The venue, Suffolk Downs. We'll get to the horses in a moment, but the characters -- my God, the characters. The haggard old betting men unquestionably are the saddest. They come out on a Saturday to piss away their lives and their fortunes, such as they may be, in exchange for the quick jolt at post time. If it's comedy, it's the Honeymooners. If it's slightly more menacing, and I'm not sure it isn't, it's Wise Guys.
But the reason to be there isn't the people fun as they are, it's the horses. To watch them run. The fast ones. The slow ones. The in-between ones. If you want to wager, $2 will buy you a 1 minute dream. And a $2 hole in your pocket. These are the races after all.
From the track, I could hear the commuter train chugga-chugging in the distance. Men and horses have been working together for eons. Then in the 19th century, the iron horse replaced the horse. Massachusetts is old enough to have lived through that transformation. Today, for the first time in a century, I came out to celebrate the horse once again.
Back to imitation.
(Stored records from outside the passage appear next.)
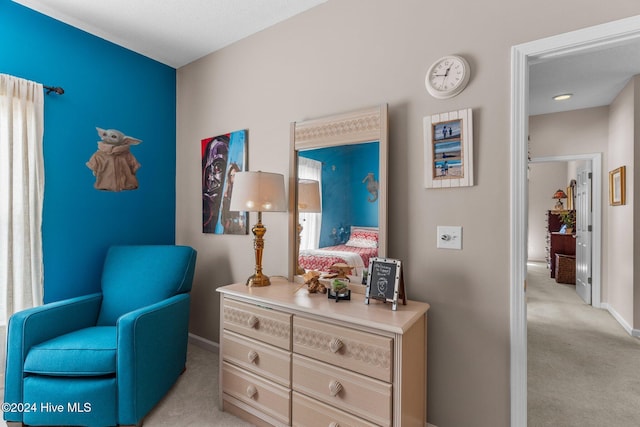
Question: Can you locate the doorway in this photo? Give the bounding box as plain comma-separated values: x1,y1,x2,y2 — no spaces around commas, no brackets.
510,15,640,427
528,154,602,307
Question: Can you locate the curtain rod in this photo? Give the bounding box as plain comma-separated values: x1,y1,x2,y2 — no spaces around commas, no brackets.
43,85,64,95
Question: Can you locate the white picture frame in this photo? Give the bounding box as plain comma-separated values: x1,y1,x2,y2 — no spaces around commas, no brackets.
423,108,474,188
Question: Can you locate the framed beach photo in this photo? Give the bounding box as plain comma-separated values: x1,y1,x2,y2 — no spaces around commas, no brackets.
609,166,625,206
423,109,473,188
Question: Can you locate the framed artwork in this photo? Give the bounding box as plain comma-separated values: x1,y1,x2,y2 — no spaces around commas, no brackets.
609,165,626,206
201,129,248,234
423,108,473,188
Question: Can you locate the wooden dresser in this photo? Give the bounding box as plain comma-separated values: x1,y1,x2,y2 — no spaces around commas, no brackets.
217,280,430,427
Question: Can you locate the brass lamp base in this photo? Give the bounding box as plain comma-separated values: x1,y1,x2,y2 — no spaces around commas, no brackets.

I didn't want to hang out with the scruffy dudes in the Grandstand, or with the drunk guy with the polyester American flag and eagle shirt moaning loudly about his losses, the same one who then proselytized about the need for Donald Trump in this next election. No, I didn't want to hang out with any of them. So I went trackside, took out my camera and snap snap snap, some photos did I take.
One of these was nothing more than a portrait of a horse being walked pre-race. As always, it made me think of something else. Well, someone else. I snapped a horse portrait like the horse portraits painted by George Stubbs. Or so I assert. Therein lies some flattery, if haphazard and entirely unintentional.